Un’uscita di scena che sembra non aver scritto la parola fine sulla vicenda per quanto numerosi e forti siano ancora i richiami che – secondo quanto riferito da diversi collaboratori di giustizia – accostano tuttora la figura di Porcini a quella di Abbate che, rispetto ai fatti che gli furono contestati nel 2021, a sua volta ha optato per il patteggiamento. In quella circostanza, Abbate è stato arrestato nell’ambito di un’inchiesta su corruzione e traffico illecito di rifiuti. Secondo gli inquirenti, avrebbe corrotto funzionari pubblici per ottenere appalti attraverso affidamenti diretti e illegittimi. In seguito all’arresto, Abbate ha deciso di collaborare con la giustizia, fornendo dettagli sulle sue attività illecite e sui complici coinvolti.
Dopo un breve periodo trascorso in sordina in regime di detenzione domiciliare, Abbate è tornato a marcare in maniera eclatante la scena camorristica locale.
Abbate ha cercato di infiltrarsi nei lavori di bonifica dell’ex raffineria Q8 di Ponticelli, un’area contaminata da amianto. Attraverso intimidazioni e pressioni, avrebbe cercato di ottenere subappalti per la rimozione del materiale pericoloso. Tuttavia, grazie alla denuncia di un imprenditore coraggioso, le forze dell’ordine sono intervenute, portando al suo recente arresto con l’accusa di tentata estorsione aggravata dal metodo mafioso.

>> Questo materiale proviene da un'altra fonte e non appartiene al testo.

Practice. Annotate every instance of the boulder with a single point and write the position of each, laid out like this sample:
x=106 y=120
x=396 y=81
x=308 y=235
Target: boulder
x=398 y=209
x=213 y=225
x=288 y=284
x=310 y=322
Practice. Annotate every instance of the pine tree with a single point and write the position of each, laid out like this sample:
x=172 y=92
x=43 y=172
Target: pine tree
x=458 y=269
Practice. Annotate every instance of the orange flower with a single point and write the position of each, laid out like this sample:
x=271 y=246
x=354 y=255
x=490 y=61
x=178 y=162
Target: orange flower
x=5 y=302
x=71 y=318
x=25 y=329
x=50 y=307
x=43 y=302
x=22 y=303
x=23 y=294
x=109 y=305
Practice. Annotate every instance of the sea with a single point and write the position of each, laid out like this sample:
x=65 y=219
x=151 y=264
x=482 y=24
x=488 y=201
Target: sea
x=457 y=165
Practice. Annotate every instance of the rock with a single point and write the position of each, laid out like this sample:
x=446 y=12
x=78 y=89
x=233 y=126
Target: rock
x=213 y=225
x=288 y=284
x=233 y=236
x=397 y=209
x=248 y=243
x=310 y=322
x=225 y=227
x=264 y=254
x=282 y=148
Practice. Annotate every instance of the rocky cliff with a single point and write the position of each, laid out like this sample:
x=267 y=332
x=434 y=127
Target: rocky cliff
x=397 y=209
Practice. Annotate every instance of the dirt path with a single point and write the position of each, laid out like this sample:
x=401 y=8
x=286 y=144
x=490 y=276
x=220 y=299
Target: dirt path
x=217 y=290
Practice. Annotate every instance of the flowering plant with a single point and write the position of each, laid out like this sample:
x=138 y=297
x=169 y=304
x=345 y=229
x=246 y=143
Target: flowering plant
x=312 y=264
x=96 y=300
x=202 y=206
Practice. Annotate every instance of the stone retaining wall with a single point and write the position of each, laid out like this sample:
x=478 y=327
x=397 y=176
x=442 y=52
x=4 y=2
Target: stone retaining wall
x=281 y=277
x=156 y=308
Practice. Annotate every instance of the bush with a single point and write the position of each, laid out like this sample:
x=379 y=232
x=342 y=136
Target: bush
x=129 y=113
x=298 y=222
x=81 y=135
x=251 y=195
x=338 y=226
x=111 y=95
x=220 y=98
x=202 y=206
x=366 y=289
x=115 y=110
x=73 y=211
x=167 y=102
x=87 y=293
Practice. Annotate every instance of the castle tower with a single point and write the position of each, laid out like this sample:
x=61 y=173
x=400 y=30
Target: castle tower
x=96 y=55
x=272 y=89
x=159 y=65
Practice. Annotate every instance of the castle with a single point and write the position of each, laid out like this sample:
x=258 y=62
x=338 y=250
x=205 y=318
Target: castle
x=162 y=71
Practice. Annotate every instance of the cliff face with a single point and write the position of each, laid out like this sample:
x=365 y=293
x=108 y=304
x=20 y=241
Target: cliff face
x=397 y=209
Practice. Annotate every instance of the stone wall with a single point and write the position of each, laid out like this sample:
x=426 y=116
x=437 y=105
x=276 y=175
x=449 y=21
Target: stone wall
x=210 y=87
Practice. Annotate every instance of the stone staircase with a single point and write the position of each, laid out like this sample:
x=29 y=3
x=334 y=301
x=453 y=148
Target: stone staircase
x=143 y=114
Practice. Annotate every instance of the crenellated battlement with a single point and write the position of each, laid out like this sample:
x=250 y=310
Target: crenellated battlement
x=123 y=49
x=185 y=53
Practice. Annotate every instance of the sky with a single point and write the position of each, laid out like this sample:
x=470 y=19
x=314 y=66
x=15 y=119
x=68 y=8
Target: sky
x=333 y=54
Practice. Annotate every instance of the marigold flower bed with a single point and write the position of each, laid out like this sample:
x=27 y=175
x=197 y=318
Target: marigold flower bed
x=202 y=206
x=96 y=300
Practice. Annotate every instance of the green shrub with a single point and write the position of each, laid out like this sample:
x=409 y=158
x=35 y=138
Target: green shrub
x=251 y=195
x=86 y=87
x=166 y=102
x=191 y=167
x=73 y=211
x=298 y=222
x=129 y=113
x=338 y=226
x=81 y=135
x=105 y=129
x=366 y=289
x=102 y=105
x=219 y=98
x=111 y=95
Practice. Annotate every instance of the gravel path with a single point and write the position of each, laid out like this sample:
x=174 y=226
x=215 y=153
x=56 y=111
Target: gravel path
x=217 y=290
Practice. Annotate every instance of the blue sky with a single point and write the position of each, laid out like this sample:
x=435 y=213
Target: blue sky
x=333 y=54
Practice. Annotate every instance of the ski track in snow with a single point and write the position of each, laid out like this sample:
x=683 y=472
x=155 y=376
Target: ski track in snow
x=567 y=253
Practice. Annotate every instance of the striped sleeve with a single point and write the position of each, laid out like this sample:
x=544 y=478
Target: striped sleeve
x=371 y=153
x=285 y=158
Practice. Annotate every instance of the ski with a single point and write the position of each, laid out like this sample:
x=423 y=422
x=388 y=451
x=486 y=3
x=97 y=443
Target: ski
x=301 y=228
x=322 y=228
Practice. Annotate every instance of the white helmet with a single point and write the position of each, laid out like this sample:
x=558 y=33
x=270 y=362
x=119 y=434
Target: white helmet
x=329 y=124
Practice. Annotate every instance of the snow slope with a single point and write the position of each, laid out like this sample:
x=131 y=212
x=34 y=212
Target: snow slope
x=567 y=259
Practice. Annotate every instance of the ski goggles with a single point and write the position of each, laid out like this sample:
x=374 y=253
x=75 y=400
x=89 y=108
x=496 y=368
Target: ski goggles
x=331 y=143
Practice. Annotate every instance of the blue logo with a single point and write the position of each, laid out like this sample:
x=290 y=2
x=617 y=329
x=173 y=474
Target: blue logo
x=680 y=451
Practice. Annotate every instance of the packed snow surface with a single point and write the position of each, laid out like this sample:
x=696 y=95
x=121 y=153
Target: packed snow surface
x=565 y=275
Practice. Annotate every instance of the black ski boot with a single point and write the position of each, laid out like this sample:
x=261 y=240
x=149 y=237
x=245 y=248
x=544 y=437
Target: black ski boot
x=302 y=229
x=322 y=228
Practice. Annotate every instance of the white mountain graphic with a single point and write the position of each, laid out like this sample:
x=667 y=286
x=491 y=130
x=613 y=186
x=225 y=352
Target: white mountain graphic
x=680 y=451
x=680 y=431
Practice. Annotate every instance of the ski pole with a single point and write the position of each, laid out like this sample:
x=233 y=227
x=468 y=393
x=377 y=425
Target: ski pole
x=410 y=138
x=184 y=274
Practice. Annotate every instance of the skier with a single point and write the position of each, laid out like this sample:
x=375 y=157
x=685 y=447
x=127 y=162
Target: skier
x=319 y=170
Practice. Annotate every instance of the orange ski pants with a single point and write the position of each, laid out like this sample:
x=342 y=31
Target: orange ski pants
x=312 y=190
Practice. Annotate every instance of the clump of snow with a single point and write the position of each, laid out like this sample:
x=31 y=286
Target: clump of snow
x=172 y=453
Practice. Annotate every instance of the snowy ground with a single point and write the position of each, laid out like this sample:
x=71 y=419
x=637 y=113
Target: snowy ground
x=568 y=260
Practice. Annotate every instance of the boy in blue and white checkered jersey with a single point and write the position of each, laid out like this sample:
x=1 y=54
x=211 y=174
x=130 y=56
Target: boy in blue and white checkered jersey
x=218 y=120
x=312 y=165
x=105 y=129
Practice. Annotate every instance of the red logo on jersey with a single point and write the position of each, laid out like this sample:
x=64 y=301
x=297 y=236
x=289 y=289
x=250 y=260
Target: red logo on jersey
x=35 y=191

La storia di Salvatore Abbate, detto “Totore ’a cachera”, è quella di un imprenditore controverso, da anni al centro di indagini che intrecciano affari, appalti pubblici e camorra. Legato storicamente all’area del clan Sarno e poi vicino al gruppo dei De Micco di Ponticelli, Abbate ha costruito la propria influenza nel settore dei rifiuti e delle bonifiche ambientali, spesso operando ai margini della legalità. Arrestato più volte, nel 2021 per le infiltrazioni criminali nella gestione dei rifiuti e di recente per tentata estorsione aggravata dal metodo mafioso nella bonifica dell’ex raffineria Q8, rappresenta il volto di una criminalità che si muove tra impresa e clan, tra corruzione e violenza. La sua figura incarna l’evoluzione della camorra economica, capace di insinuarsi nei cantieri pubblici e di condizionare l’economia legale.